A dog could also be an important supplement to portraits of rulers and influential figures. It is seen next to Charles V in a Titian painting and many artists from later eras seemingly emulated this sort of imagery, for example Diego Velázquez, author of the work Philip IV in Hunting Dress, or Francisco Goya in his depiction of Charles III. But art history mainly shows dogs as companions in plays, as pets or even as mascots. We can find them in this role already in works by Albrecht Dürer, Lucas Cranach the Elder, as well as Titian (Portrait of Federico II Gonzaga), Goya (The White Duchess) and in many later paintings. Depictions of these quadrupeds also found their way onto frescoes in Renaissance Italian residences, such as the Villa Barbaro in the Veneto region. 

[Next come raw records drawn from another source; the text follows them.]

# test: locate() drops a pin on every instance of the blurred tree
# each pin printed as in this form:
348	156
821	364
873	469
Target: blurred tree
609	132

For centuries, dogs were only shown as man’s companions, servants or supplements to his story. But at the end of the eighteenth century, and certainly in the nineteenth, the dog finally becomes the main theme of painted works. One of the first of these is a portrait of Bob, a Newfoundland dog lifeguard, painted by Edwin Landseer (A Distinguished Member of the Humane Society, 1831). Thanks to this artist’s talent, dogs gained their well-deserved position in figurative art outside of Europe. We can find canine heroes on such Landseer works as Dignity and Impudence, A Scene at Abbotsford, A Deerhound or A Highland Breakfast. It’s a shame that it took European art so long to appreciate our four-legged friends.